In honor of our giveaway of a signed, first-edition of Sally’s A New Way to Cook, we thought we’d publish 3 recipes for summer that are both crazy-simple (one has only 1 ingredient!) and dazzling. They make up just a fraction of the book’s chapter on fruit desserts. It includes a guide for improvising flavored syrups for making quick, memorable fruit salads, which is what’s happening in the photo above. Think Vanilla Bean; Cherry Eau-de-Vie; Rosewater; Basil and Cinnamon; Rosemary, Lavender and Honey; Whisky and White Peppercorn syrups to adorn peaches, aprictos, melons, cherries, berries, mangos…
To enter, just comment if you’d like a copy of A New Way to Cook and we will pick a winner at random on June 19th.

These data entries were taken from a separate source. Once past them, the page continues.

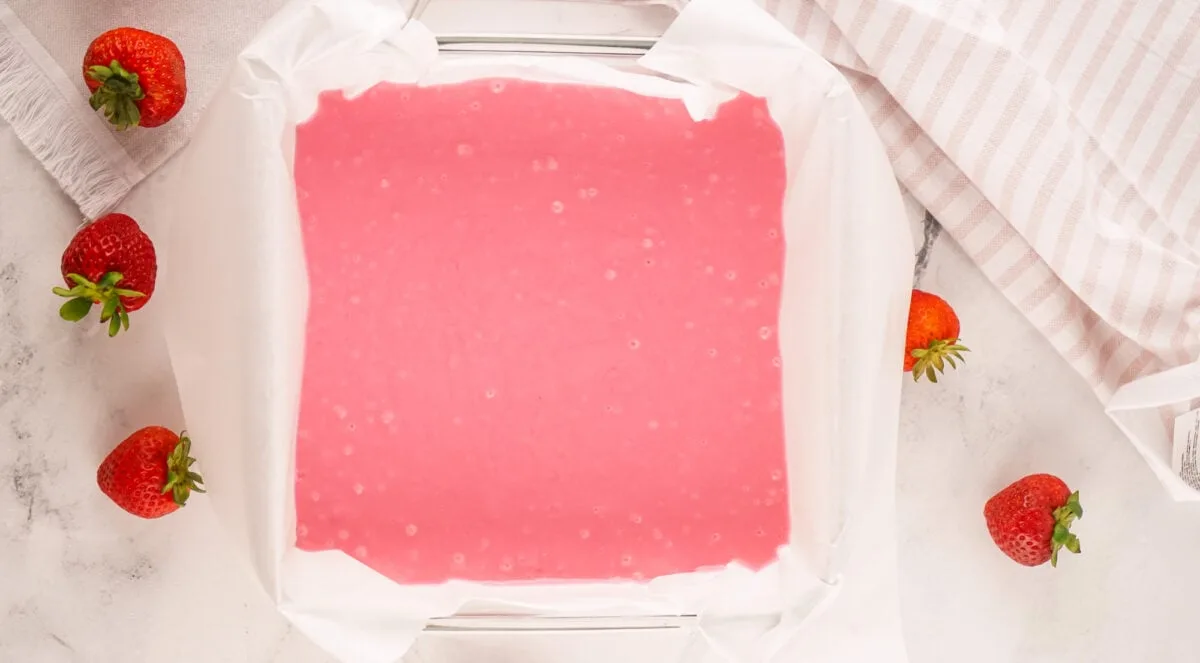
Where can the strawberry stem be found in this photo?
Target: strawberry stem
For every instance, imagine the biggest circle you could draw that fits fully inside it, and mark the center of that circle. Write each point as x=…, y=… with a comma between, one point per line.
x=118, y=94
x=181, y=481
x=85, y=293
x=931, y=360
x=1063, y=517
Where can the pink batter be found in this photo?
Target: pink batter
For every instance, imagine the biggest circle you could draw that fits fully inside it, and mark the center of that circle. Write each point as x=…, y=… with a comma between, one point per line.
x=541, y=338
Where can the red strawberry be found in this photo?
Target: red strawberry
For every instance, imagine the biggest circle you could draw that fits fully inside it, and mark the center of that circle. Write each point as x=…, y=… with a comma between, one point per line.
x=1031, y=519
x=137, y=77
x=109, y=262
x=933, y=336
x=149, y=475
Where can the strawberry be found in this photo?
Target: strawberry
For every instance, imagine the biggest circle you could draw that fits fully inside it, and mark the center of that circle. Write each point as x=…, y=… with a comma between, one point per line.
x=137, y=77
x=1030, y=520
x=149, y=475
x=933, y=338
x=109, y=262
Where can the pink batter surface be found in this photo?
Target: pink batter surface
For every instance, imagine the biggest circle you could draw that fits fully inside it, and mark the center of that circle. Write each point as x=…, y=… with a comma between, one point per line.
x=541, y=338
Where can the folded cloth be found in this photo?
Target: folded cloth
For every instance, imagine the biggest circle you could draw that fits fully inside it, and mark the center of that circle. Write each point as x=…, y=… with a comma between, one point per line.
x=1059, y=143
x=42, y=93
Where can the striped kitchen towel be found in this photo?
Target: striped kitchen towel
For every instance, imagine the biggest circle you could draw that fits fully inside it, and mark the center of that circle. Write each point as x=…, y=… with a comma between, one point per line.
x=1059, y=143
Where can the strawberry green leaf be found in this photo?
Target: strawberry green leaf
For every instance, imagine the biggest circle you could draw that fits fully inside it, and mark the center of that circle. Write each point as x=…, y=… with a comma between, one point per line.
x=109, y=309
x=75, y=309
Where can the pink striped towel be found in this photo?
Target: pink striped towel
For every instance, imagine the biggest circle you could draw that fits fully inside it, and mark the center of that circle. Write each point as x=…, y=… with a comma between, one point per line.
x=1059, y=143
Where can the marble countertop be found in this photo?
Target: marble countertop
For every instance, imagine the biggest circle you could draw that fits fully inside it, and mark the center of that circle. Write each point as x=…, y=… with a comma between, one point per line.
x=79, y=585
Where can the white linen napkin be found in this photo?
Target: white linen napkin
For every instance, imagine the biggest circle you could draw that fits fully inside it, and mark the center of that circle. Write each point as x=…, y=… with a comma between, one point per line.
x=1059, y=143
x=43, y=96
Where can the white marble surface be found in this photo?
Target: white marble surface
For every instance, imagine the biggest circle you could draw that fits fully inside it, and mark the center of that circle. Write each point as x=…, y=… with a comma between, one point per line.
x=81, y=581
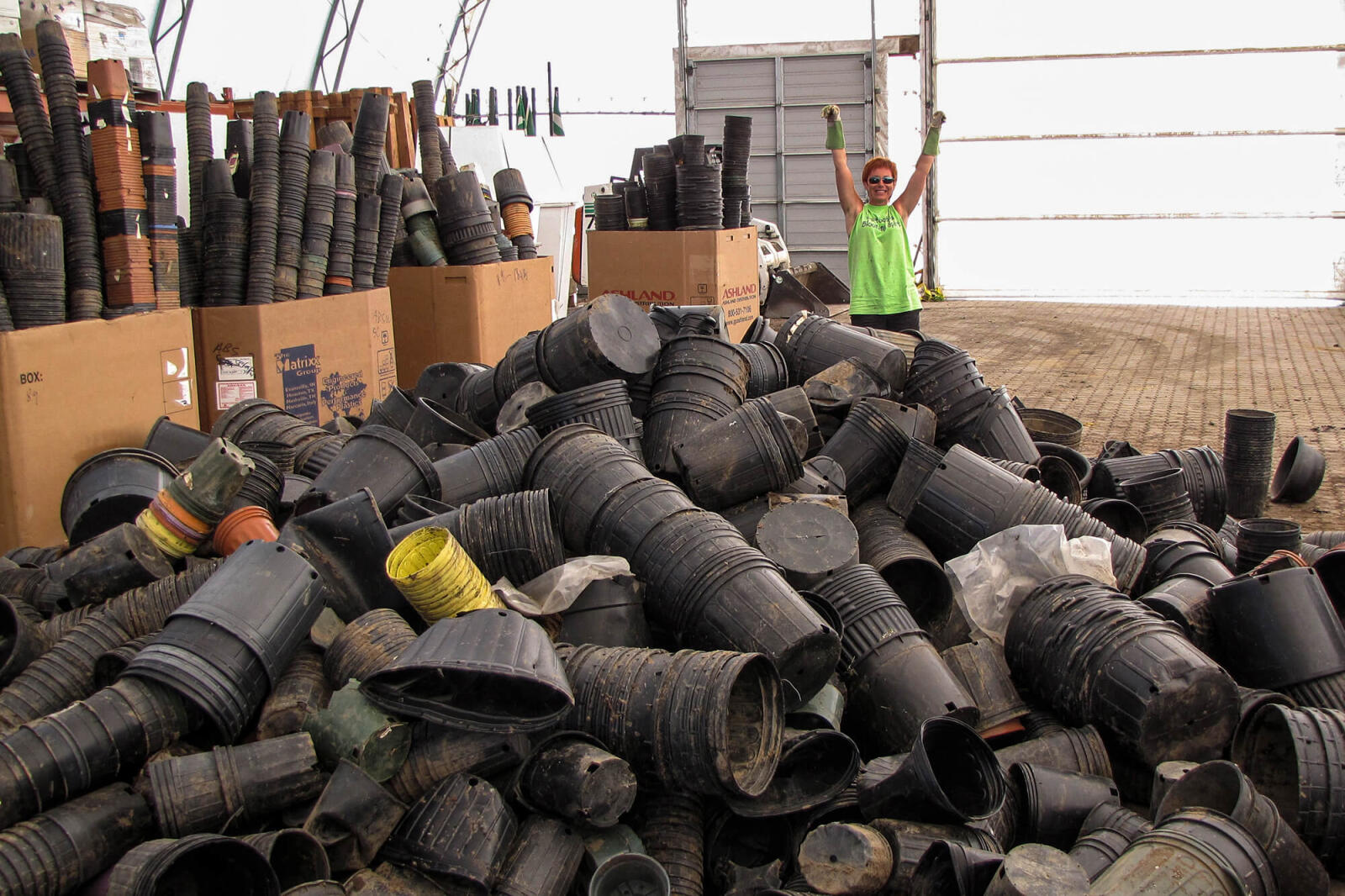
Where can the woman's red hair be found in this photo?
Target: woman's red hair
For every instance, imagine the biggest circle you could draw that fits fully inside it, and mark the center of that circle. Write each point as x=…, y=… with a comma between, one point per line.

And now, here are Three Crazy-Simple Fresh Fruit Desserts:
In late June in New York’s Chinatown, the brittle rose-brown shells of fresh lychees are stewn on the walkways in the shaded parks: telltale evidence of impromptu open air snacks of the beloved fruit. Wrapped in a thin, pliable shell, the silky opalescent fruit inside has an intoxicatingly exotic aroma, a delicious perfume really. Lychees have increased so much in popularity among Westerners of late that I have found them in many supermarkets as well as gourmet and Asian markets.
My friend Anne Disrude had the inspired idea to freeze lychees whole in their shell. She places a bowl of them on the dinner table for guests to peel themselves to enjoy the frozen sorbet-like flesh within for an effortless and dramatic dessert, especially when paired with homemade cookies.
Buy lychees by the pound and still on their branches if possible. No ripening is required. They will last 2-3 weeks under refrigeration. Stored in a plastic bag in the freezer, they will keep 2-3 months.
Tropical Fruits with Passion Fruit Sauce
Inside the homely puckered brown shell of the passion fruit, is a bright orange pulp with a marvelously complex flavor that mingles pineapple, orange and banana. It makes a lovely instant sauce for a variety of fruits, particularly tropical ones such as mango, papaya, banana and pineapple although peaches and strawberries go well with it also.
The pulp of one passion fruit will dress a 1-cup serving of fruit. Simply slice the passion fruit in half crosswise and scoop out the pulp. Strain if desired, although the seeds can be eaten and add a pleasant crunch. Toss fresh cut fruits with it.
White Peaches with Crushed Raspberry Sauce
La Merenda, a tiny restaurant near the Cours Selaya market in Nice is considered by many to be one of the city’s finest bistros, renown for the simple preparation of perfect ingredients. There I tasted as lovely a dessert as I have ever encountered: an ordinary sounding “compote” of raspberries and peaches. The raspberries however were crushed with a fork rather than pureed, leaving their texture intact and providing a wonderfully elemental effect. The perfectly ripe peaches were white ones with the characteristic haunting fragrance, with overtones of vanilla. They were simply tossed with the coarse sauce whose slight acidity enhanced their extraordinary flavor. For 6 servings:
In a medium bowl mashed 2 cups fresh raspberries with 2 tablespoons sugar and 1 teaspoon lemon juice with a fork until coarsely crushed. Just before serving, peel 6 ripe peaches, slice into 1/2 inch slices and toss with the puree to coat. Serve at once.